Galten die Tips und Tricks in jungen Jahren noch Fragen wie der „alternativen Energieberatung“ (Stromklau durch Zählermanipulation) oder der Gratis-Zeitungsversorgung durch die never ending Story „Probeabo“, so weiß ein befreundeter Wohnzimmerkünstler inzwischen zu berichten, in welcher Klinik man sich das von all dem ungesunden Leben geschädigte Gebiss preiswert und prima voll sanieren lassen kann. Dass angesichts des drohenden Gerichtsvollziehers der im Musikgeschäft tätige Sohn aus gutem Hause private Schulden schon lange nicht mehr zurückzahlt, hätte man sich eigentlich auch vorher denken können.

Der heraufbeschworene Gründungsboom hat nämlich etwas von einem potemkinschen Dorf. Zwar häufen sich die tollen Projekte und interessanten Vernetzungen, und tatsächlich dürfen zur Belohnung für die Erhöhung der Hauptstadt-Attraktivität auch mal welche in New York weiter feiern, aber im Normalbetrieb gilt es inzwischen als Erfolg, wenn man den eigenen, einst als Praktikum oder Seitenprojekt entworfenen Arbeitsplatz in eine geregelte Form bringen kann. Mit der Folge, dass man, zumindest am Wochenende, wieder ein Privatleben zu entwickeln beginnt, das sich nicht doch noch als Teil der eigenen Unternehmensstrategie verwerten lässt.

Ganz in der Zeit versunken ist das Berlin der Siebziger- und Achtzigerjahre, das mit seinen subventionierten Nischen all den zu kurz Gekommenen eine Chance bot, fernab von Kleinstadt- und Kleinbürgermief auch ohne das nötige Kleingeld den eigenen Bildungsroman zu Ende schreiben zu können. Damals war jeder froh, dass das Biotop ein Ende hatte, heute keimt wieder die Sehnsucht danach. Immerhin: Sogar die etwas hektischeren Neunziger taugten noch für manche Pikareske: Tragikomische Schelme fühlten sich in der zentrumslosen Metropole in den höchsten Etagen der lokalen Politik genauso wohl wie in den tiefsten Kellern des Undergrounds.

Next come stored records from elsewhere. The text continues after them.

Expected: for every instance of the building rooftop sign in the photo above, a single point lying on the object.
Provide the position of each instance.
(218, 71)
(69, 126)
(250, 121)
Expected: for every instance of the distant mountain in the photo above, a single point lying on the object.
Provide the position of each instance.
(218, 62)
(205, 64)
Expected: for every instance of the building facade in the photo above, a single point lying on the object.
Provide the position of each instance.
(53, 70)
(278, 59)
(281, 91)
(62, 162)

Inzwischen haben viele Biografien etwas von einem Desillusionsroman, während in Mitte die S-Klasse paradiert, am Prenzlauer Berg Porsches die Kollwitzstraße rauf und runter brausen und sogar auf der praktisch toten Friedrichshainer West Side besorgte Bielefelder Eltern ihren Kindern schon mal vorsorglich Eigentumswohnungen kaufen. Wer nicht zur Generation der Erben gehört oder es sonstwie verabsäumt, im Verteilungskampf um Jobs und Occasionen genügend Ellenbogen zu zeigen, profitiert höchstens vom programmatischen Songtitel des Hamburger Liedermachers Bernd Begemann: „Berlin war stärker“. Doch es kann auf die Dauer auch Gutes bedeuten, wenn dem Hype die Puste ausgeht. Zwar wurden Teile der Innenstadt telegen hergerichtet, doch während noch Ost-Ecken aufgebrezelt werden, verlieren andere Gegenden schon wieder das bloß behauptete Weltstadtniveau. Fürs Image mag das nicht ganz so gut sein, aber die Mieten sinken, und der Literatur kann es auch nicht schaden. Vielleicht entsteht irgendwann sogar eine neue (Sub-)Kultur jenseits des Tacheles.